Let your dog know that you are not interested in interacting with him when he’s behaving inappropriately. When he jumps/mouths, turn to the side and become a statue (stand still, cross arms, no eye contact or talking). If that doesn’t work, end the interaction. Leave the room, crate/tether your dog, or calmly put him in a quiet, dog-proof room alone. After a five minute break, try again.

Teach your dog to “sit to say hi.” Wait for your dog to sit before greeting him. Praise your dog for sitting and being calm.

Work on having him “settle” at your feet and gently praise him for lying down. If he gets up to pace, call him back and use a treat to lure him into a down again or if he is on leash, hold him with approx. 4 feet of leash and wait until he offers a “settle” by lying down. Reward verbally and treat when he does this.

Teach “go-to-mat” and “stay.” Use a high-value treat to calmly lure your dog onto a mat and into a down position. Reward him for holding the position and slowly increase duration and distraction until he is able to maintain a down position on his mat until released.

Avoid any wrestling games with your dog. These will increase his excitement. Instead, teach your dog to play fetch with a ball or plush toy. Praise him for picking up a toy and bringing it back to you. Ask him to “sit” before throwing the ball again. Encourage breaks to keep your dog from getting overexcited.
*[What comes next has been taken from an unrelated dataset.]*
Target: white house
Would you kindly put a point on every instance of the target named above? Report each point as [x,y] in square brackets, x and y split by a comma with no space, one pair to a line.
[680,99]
When your dog is excited, offer a favorite toy. To make the toy come alive, toss it away from your dog and encourage him to “get your toy!” Whenever he carries the toy around, he should receive a lot of praise and attention! The attention should stop if he drops the toy.

Teach an “all done” cue. For dogs who are toy obsessed and can’t seem to walk away from a game, teach an “all done” cue. After a play session, say “all done” and put the toy out of sight. Walk away and ignore any attempts to get you playing again. Do not repeat the “all done” cue. With consistency your dog will understand that “all done” means that the game is over.

Make sure your dog gets enough exercise and mental enrichment. Physical exercise alone will not be enough to help your dog relax. They need mental exercise too. Along with walks and fetch, find ways to provide mental stimulation. Feed him meals from puzzle toys or a Kong, teach him new tricks, or hide treats around the house and ask him to “find it!”

Do not physically punish your dog. Your dog may misinterpret physical punishment (like kneeing him, grabbing his muzzle or paws, or holding him down) as play or he could become scared and defensive. Either way, the jumpy/mouthy behavior could get worse instead of better.